Une petite rivière coule à proximité, mais c’est un canal d’amenée qui alimente la roue, une roue « à augets », comme de petits seaux qui se remplissent d’eau et font basculer la roue par leur propre poids, plutôt qu’une roue à aubes classique.
Aujourd’hui, pour ne pas l’abîmer, elle tourne à environ huit tours par minute, quand il en aurait fallu quarante pour une efficacité optimale à l’époque. Un rythme calé sur le débit de la rivière, qui grimpe au printemps avec la fonte des neiges, et de nouveau à l’automne, aux moment des fortes pluies.
Des ruines relevées par des bénévoles
Fait tout en bois à l’origine, le moulin a longtemps souffert des rigueurs de la montagne. « Avec la neige l’hiver, les avalanches, il fallait être constamment en train de le réparer » explique Émilie Arnollet.
Après-guerre, la farine et le pain s’achetaient plus facilement en vallée, et le pain lui-même perdait sa place centrale dans l’alimentation.

Le moulin tombe alors en ruine, jusqu’à ce qu’en 1985, des bénévoles décident de le faire renaître. La mairie rachète l’édifice pour un franc symbolique aux différents propriétaires, fournit les matériaux, et ce sont les bénévoles qui assurent toute la reconstruction.
« Par souci de solidité, la grande roue extérieure et la structure ont depuis été refaites en fer, seules les dents du mécanisme d’engrenage restant en bois, entretenues au fil des saisons. »

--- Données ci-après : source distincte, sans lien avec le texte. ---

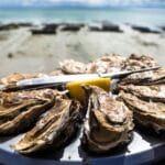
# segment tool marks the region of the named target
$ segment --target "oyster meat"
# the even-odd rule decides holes
[[[133,111],[133,118],[139,124],[152,128],[157,133],[165,130],[165,103],[144,101],[123,91],[120,92],[120,98]]]
[[[131,140],[132,112],[103,89],[84,86],[87,94],[87,114],[82,145],[90,152],[106,153]]]
[[[157,62],[155,62],[155,59],[150,56],[131,54],[130,57],[124,62],[122,68],[127,70],[136,70],[156,66],[158,66]]]
[[[54,103],[51,89],[0,92],[0,135],[26,131]]]
[[[35,127],[13,148],[22,154],[50,147],[58,148],[75,134],[79,119],[78,101],[56,97],[54,107],[40,118]]]
[[[66,59],[59,63],[64,74],[92,74],[92,73],[108,73],[120,70],[124,57],[112,54],[102,56],[91,63],[84,64],[73,59]]]
[[[109,72],[119,72],[124,63],[125,58],[111,54],[102,56],[91,63],[87,64],[86,73],[109,73]]]
[[[86,65],[74,59],[65,59],[59,63],[61,69],[64,74],[85,74]]]

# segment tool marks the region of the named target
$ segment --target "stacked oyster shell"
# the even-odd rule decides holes
[[[13,74],[1,85],[14,86],[20,79],[62,74],[108,73],[157,66],[150,56],[128,58],[107,55],[88,64],[64,61],[51,74]],[[87,151],[107,153],[131,141],[138,124],[156,132],[165,128],[165,69],[132,74],[120,80],[114,98],[96,86],[82,86],[86,103],[80,105],[62,88],[0,92],[0,136],[26,132],[12,148],[31,154],[65,146],[82,127],[81,144]],[[81,124],[81,121],[84,123]],[[135,124],[136,124],[135,123]]]

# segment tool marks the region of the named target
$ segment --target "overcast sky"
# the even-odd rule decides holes
[[[89,7],[122,7],[122,6],[162,6],[165,7],[165,0],[0,0],[0,6],[89,6]]]

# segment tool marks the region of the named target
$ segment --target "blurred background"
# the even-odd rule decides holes
[[[112,53],[151,55],[165,65],[165,1],[0,1],[0,77]]]

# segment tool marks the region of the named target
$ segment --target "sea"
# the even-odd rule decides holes
[[[102,21],[164,26],[165,8],[0,8],[0,23],[97,23]]]

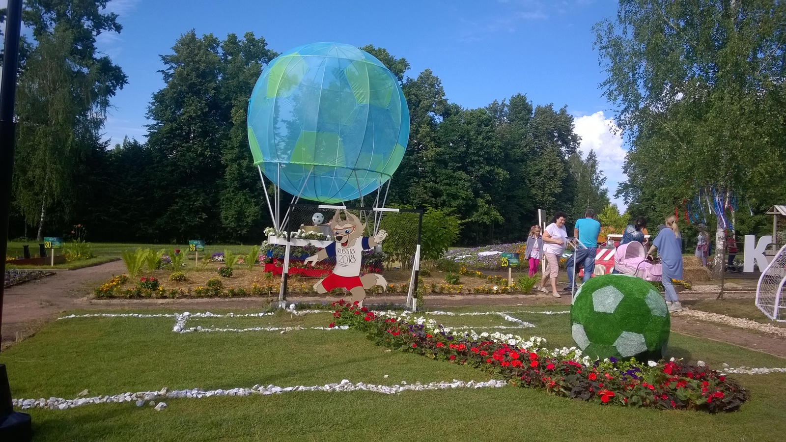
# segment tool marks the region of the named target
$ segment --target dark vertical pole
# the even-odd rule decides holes
[[[418,213],[418,218],[417,218],[417,245],[418,246],[421,246],[421,234],[422,232],[423,232],[423,211],[421,210],[421,211],[420,211],[420,213]],[[421,252],[422,252],[423,250],[421,249]],[[414,278],[415,278],[415,288],[413,290],[412,297],[413,297],[413,299],[417,300],[417,286],[418,286],[417,285],[417,280],[419,279],[418,277],[421,274],[421,263],[420,263],[421,257],[420,256],[415,256],[415,259],[417,260],[417,262],[413,263],[413,264],[415,265],[415,268],[417,270],[415,270],[415,275],[414,275]],[[425,293],[426,293],[425,289],[424,289],[424,290],[423,290],[424,295],[425,295]],[[423,302],[425,302],[425,300],[423,300]],[[412,309],[412,311],[417,311],[417,300],[415,301],[415,307]]]
[[[0,78],[0,274],[6,274],[8,252],[8,215],[11,210],[11,175],[13,173],[13,148],[16,125],[13,105],[17,94],[17,70],[19,67],[19,34],[22,27],[22,0],[9,0],[6,17],[6,42],[3,46],[2,77]],[[5,284],[0,284],[0,333],[2,332],[2,301]],[[2,334],[0,334],[2,336]],[[2,339],[2,338],[0,338]]]
[[[13,173],[13,147],[16,142],[13,105],[17,94],[21,28],[22,0],[8,0],[2,76],[0,77],[0,263],[2,263],[0,264],[0,274],[4,278],[6,253],[8,252],[8,215],[11,210],[11,174]],[[0,331],[2,330],[4,285],[0,284]],[[33,437],[30,414],[14,411],[12,400],[6,365],[0,364],[0,440],[27,442]]]

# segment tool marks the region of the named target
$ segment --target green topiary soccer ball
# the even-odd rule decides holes
[[[669,341],[668,308],[654,285],[634,276],[587,281],[573,298],[571,329],[590,357],[659,360]]]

Du grain au pain, un savoir-faire intact
À l’intérieur, deux grosses meules striées écrasent le grain versé au-dessus, avant que la farine ne descende dans un blutoir. Une sorte de grand tamis actionné, lui aussi, par la force de l’eau.
Les petits bouts de bois qui viennent frapper la toile séparent la farine de l’enveloppe du grain, récupérée ensuite pour nourrir les animaux. « Autrefois, chaque famille repartait avec sa farine, moins la part due au meunier. »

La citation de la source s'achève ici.